For LightNight 2020 we will consider Home as a concept, which could be explored through ideas about social identity, inequality, social exclusion and discrimination, human rights, psychogeography, the built environment, urbanism, Liverpool, community, displacement, migration, refugee experience, planet earth, biodiversity, climate change and environmental sustainability.
Everyone has a different experience of what Home means to them. Is home a pin on a map or does it exist in our hearts and minds?
The Earth nourishes and sustains humankind however, our survival very much depends on the state of the environment. With our fates so inextricably linked and both teetering on the edge of catastrophe, we must examine our often-indifferent relationship with our home planet.
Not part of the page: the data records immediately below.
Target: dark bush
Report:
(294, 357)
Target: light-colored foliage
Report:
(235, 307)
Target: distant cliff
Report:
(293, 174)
Home is also the cities, town and villages where we live and the buildings within them. It’s the space where we sleep and keep our things, where we take care of ourselves and our families. We are connected to our home through memories, objects and familiarity: it is an intimate topography of the self. It’s a place of safety and security, where we can truly be ourselves and put down roots.
How does our home environment shape us? As younger generations reject traditional notions of home and family, whether through choice or necessity, what does the home of the future look like?
With homelessness in England rising and an enormous number of people around the world fleeing conflict, poverty and fighting oppression, we ask what does Home mean to those displaced and forced to seek refuge in new and unknown geographies?
Home isn’t just a physical dwelling with a lock on the door. Feeling at home is a sense of belonging. Communities, both real life and online, are built around common values and shared identities; creating a sense of connection to others, where you are valued and cared for. However, these social constructs also build invisible walls, dividing people and marginalising those of us that aren’t perceived as ‘fitting in’. We might have a house, but we might not feel at home; socially, culturally or even in our own body.
People can easily become marginalised based on superficial or cultural differences. We come up against barriers to feeling like we belong, and in our search for community, whether through homelessness, discrimination based on age, race, religion disability, gender, or sexuality or mental health. In the face of these barriers, we ask – where is home?